There is fear of this new thing that we are creating, which will be much, much smarter than all of us and much more powerful and much more capable. One of the things that is being proposed is that we fuse ourselves with this intelligence in some way so that we are not reduced to being its pets or becoming irrelevant.
This brings me to the development that I referred to above. One of the foremost thinkers in this field, Elon Musk of Tesla, runs a company called Neuralink. The firm tweeted this on July 11: “We’re having an event next Tuesday in San Francisco to share a bit about what we’ve been working on the last two years, and we’ve reserved a few seats for the internet.” Why is that important? Well, Musk had said last year that“Neuralink will have something interesting to announce in a few months that’s at least an order of magnitude better than anything else, probably better than anyone thinks is possible”.
File photo of Tesla Motors Inc Chief Executive Elon Musk
So what is the announcement about? We will know on Tuesday night, but it is highly likely that the company will show some progress in its path to fusing mind and machine.

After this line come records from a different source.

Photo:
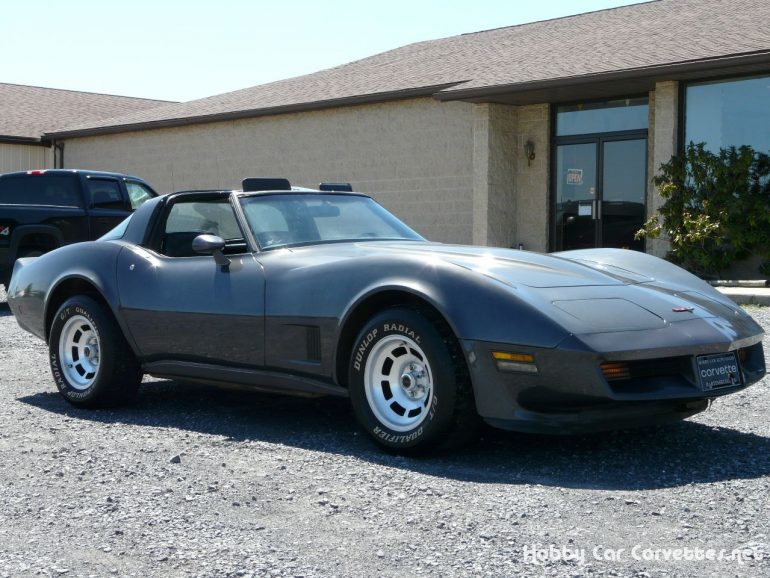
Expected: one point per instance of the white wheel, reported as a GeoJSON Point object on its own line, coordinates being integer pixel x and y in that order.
{"type": "Point", "coordinates": [91, 362]}
{"type": "Point", "coordinates": [408, 383]}
{"type": "Point", "coordinates": [399, 383]}
{"type": "Point", "coordinates": [79, 352]}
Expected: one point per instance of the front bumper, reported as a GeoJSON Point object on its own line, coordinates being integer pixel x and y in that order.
{"type": "Point", "coordinates": [570, 394]}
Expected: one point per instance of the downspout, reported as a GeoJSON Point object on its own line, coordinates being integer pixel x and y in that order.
{"type": "Point", "coordinates": [58, 147]}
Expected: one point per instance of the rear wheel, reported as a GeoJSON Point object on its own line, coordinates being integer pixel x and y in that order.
{"type": "Point", "coordinates": [91, 362]}
{"type": "Point", "coordinates": [409, 383]}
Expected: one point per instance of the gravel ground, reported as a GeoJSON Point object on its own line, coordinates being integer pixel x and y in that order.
{"type": "Point", "coordinates": [196, 481]}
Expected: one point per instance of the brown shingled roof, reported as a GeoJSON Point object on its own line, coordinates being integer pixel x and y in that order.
{"type": "Point", "coordinates": [663, 38]}
{"type": "Point", "coordinates": [26, 112]}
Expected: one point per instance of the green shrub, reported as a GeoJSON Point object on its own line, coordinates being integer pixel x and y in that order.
{"type": "Point", "coordinates": [716, 210]}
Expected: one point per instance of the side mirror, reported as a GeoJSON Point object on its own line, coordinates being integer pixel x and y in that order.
{"type": "Point", "coordinates": [211, 245]}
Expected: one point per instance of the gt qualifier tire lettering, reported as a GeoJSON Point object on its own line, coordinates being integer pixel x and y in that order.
{"type": "Point", "coordinates": [385, 436]}
{"type": "Point", "coordinates": [90, 360]}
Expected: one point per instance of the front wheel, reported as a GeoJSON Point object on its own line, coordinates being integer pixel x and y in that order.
{"type": "Point", "coordinates": [91, 362]}
{"type": "Point", "coordinates": [409, 383]}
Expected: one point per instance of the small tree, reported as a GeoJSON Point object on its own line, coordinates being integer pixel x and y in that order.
{"type": "Point", "coordinates": [717, 208]}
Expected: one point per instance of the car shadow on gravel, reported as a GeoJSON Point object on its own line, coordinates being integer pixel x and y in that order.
{"type": "Point", "coordinates": [674, 455]}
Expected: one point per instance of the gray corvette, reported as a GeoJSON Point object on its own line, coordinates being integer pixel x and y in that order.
{"type": "Point", "coordinates": [326, 293]}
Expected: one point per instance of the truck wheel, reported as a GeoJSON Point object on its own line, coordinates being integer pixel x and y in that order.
{"type": "Point", "coordinates": [409, 384]}
{"type": "Point", "coordinates": [91, 362]}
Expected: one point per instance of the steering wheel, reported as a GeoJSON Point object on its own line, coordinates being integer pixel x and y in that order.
{"type": "Point", "coordinates": [272, 238]}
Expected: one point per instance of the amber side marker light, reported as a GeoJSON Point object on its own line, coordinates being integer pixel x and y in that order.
{"type": "Point", "coordinates": [515, 362]}
{"type": "Point", "coordinates": [615, 371]}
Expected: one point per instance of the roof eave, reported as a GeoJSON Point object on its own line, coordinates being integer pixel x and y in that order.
{"type": "Point", "coordinates": [241, 114]}
{"type": "Point", "coordinates": [669, 71]}
{"type": "Point", "coordinates": [24, 140]}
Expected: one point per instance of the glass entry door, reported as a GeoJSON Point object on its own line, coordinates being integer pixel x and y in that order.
{"type": "Point", "coordinates": [600, 189]}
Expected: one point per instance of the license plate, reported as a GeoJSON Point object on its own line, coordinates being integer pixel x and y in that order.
{"type": "Point", "coordinates": [716, 371]}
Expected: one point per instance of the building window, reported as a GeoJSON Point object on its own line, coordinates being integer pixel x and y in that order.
{"type": "Point", "coordinates": [729, 113]}
{"type": "Point", "coordinates": [601, 117]}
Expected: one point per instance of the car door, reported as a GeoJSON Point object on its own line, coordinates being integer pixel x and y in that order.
{"type": "Point", "coordinates": [107, 204]}
{"type": "Point", "coordinates": [184, 306]}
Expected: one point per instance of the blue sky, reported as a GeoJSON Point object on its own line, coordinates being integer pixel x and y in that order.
{"type": "Point", "coordinates": [182, 50]}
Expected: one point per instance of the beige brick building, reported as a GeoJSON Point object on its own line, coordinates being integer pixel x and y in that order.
{"type": "Point", "coordinates": [545, 135]}
{"type": "Point", "coordinates": [26, 112]}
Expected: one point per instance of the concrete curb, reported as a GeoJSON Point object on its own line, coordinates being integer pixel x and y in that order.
{"type": "Point", "coordinates": [747, 295]}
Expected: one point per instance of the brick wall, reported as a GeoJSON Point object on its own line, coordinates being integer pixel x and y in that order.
{"type": "Point", "coordinates": [15, 157]}
{"type": "Point", "coordinates": [414, 156]}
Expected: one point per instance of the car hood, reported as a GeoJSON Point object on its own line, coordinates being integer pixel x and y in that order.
{"type": "Point", "coordinates": [514, 267]}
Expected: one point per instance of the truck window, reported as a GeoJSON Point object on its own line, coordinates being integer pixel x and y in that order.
{"type": "Point", "coordinates": [105, 194]}
{"type": "Point", "coordinates": [138, 194]}
{"type": "Point", "coordinates": [52, 190]}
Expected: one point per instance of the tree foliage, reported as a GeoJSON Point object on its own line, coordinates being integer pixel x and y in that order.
{"type": "Point", "coordinates": [716, 210]}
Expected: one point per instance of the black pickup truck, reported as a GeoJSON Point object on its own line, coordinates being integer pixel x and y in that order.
{"type": "Point", "coordinates": [45, 209]}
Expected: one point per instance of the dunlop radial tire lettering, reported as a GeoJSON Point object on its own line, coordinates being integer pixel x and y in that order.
{"type": "Point", "coordinates": [409, 385]}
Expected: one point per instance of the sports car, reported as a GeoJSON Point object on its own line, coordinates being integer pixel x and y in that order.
{"type": "Point", "coordinates": [327, 293]}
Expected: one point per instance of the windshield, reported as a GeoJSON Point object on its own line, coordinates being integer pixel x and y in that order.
{"type": "Point", "coordinates": [117, 232]}
{"type": "Point", "coordinates": [283, 220]}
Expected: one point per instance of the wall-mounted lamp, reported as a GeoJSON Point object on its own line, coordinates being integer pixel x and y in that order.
{"type": "Point", "coordinates": [529, 151]}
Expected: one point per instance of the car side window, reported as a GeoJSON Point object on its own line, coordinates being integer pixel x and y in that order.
{"type": "Point", "coordinates": [105, 194]}
{"type": "Point", "coordinates": [187, 220]}
{"type": "Point", "coordinates": [138, 194]}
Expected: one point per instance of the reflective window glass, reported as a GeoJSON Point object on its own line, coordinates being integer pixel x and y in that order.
{"type": "Point", "coordinates": [600, 117]}
{"type": "Point", "coordinates": [729, 113]}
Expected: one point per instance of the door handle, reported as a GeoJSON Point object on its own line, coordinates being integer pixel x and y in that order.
{"type": "Point", "coordinates": [597, 209]}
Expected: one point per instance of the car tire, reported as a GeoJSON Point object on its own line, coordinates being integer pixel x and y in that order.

If this sounds weird, consider what Musk said about this some time ago: “The thing that people, I think, don’t appreciate right now is that they are already a cyborg. You’re already a different creature than you would have been twenty years ago or even ten years ago.
You’re already a different creature. You can see this when they do surveys of like, ‘how long do you want to be away from your phone?’ and—particularly if you’re a teenager or in your 20s — even a day hurts. If you leave your phone behind, it’s like missing limb syndrome. I think people — they’re already kind of merged with their phone and their laptop and their applications and everything.”
What Neuralink is doing is to make us more cyborg-like and trying to integrate the woman and the machine. Can we communicate with each other through thought? It is such things that they are working on. It may seem astonishing but so would an iPhone be if handed to someone in 1985. We are much, much closer to the future than we think. Moore’s Law and other scientific progress that is happening all the time have already made things possible that we wouldn’t believe or think of as being magic.
Just reading about all this and trying to keep up with what is happening and what will happen is exciting to me and I will be keenly awaiting what Neuralink will announce and what its implications are for humanity. Even if the progress announced seems minor, remember that technological growth is exponential. Compare the first iPhone to the ones we have today, only 10 years on, and you will see what I mean.
In my five decades, this is the most exciting time I can remember when great and enormous change is just around the corner. I hope I am around to see it unfold in full and witness the Singularity, though I am personally not attracted to the idea of eternal life.